A decisão liminar, assinada pelo juiz Edmilson da Costa Fortes Lima, da Vara da Fazenda Pública, atendeu a pedido do Ministério Público, que apontou nepotismo indireto e desvio de finalidade na nomeação.
Segundo o magistrado, o cargo de procurador-geral é de natureza técnica e não apenas política, o que sujeita a escolha às regras da Súmula Vinculante nº 13 do Supremo Tribunal Federal (STF), que proíbe a nomeação de parentes em cargos comissionados. Para ele, a nomeação configurou troca de favores políticos e afronta aos princípios da moralidade e impessoalidade.

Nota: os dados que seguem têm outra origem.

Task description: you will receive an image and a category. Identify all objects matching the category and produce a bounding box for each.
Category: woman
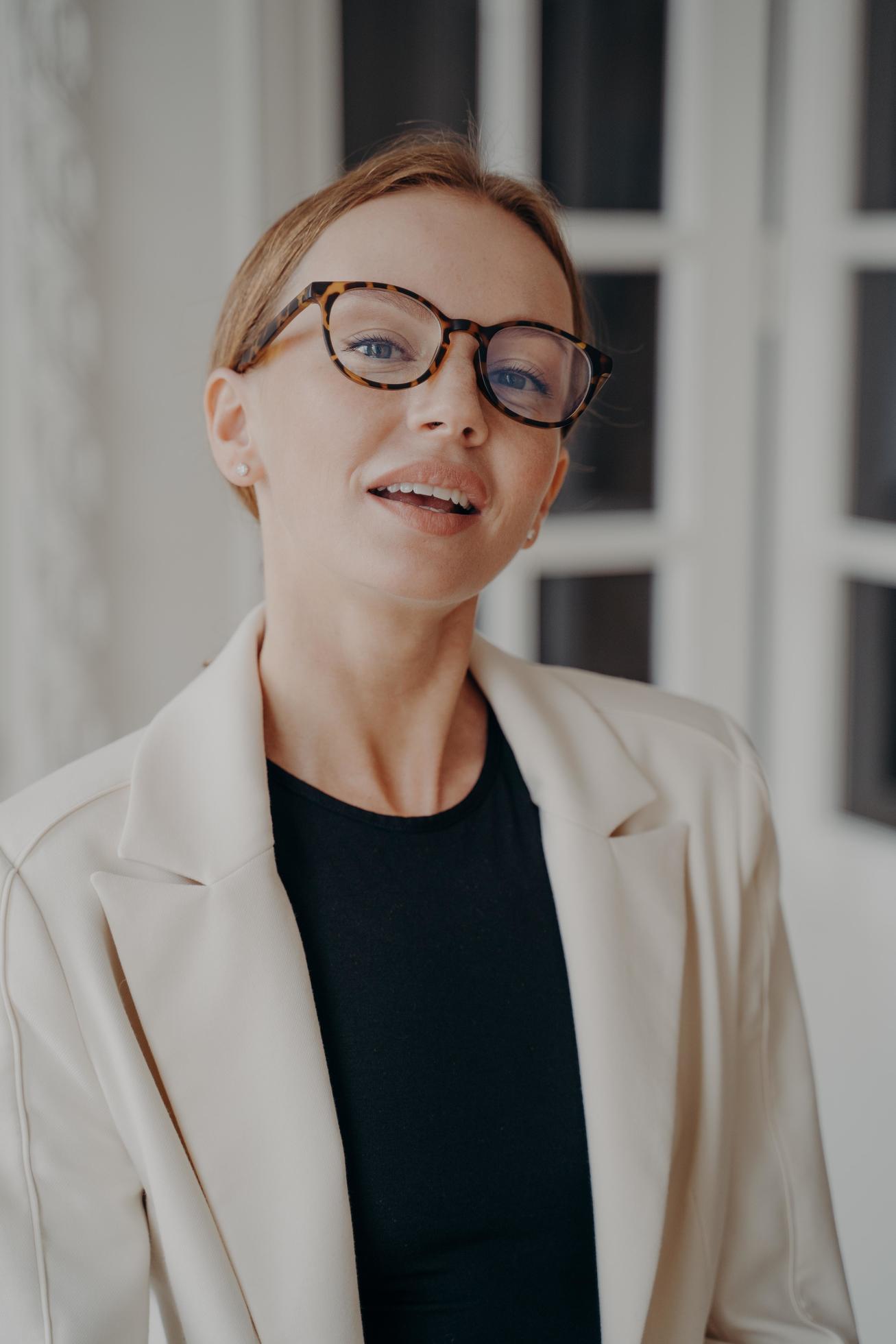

O prefeito e a procuradora defenderam a legalidade da nomeação, alegando mérito profissional e ausência de parentesco direto com o chefe do Executivo. No entanto, o juiz considerou que a lei que permitiu a indicação foi aprovada em regime de urgência, caracterizando “claro desvio de finalidade”.
A decisão também impede que Amanda Waquim seja nomeada para qualquer outro cargo em comissão ou função gratificada na Prefeitura. Em caso de descumprimento, Rafael Brito poderá ser multado em R$ 20 mil por dia, até o limite de R$ 100 mil.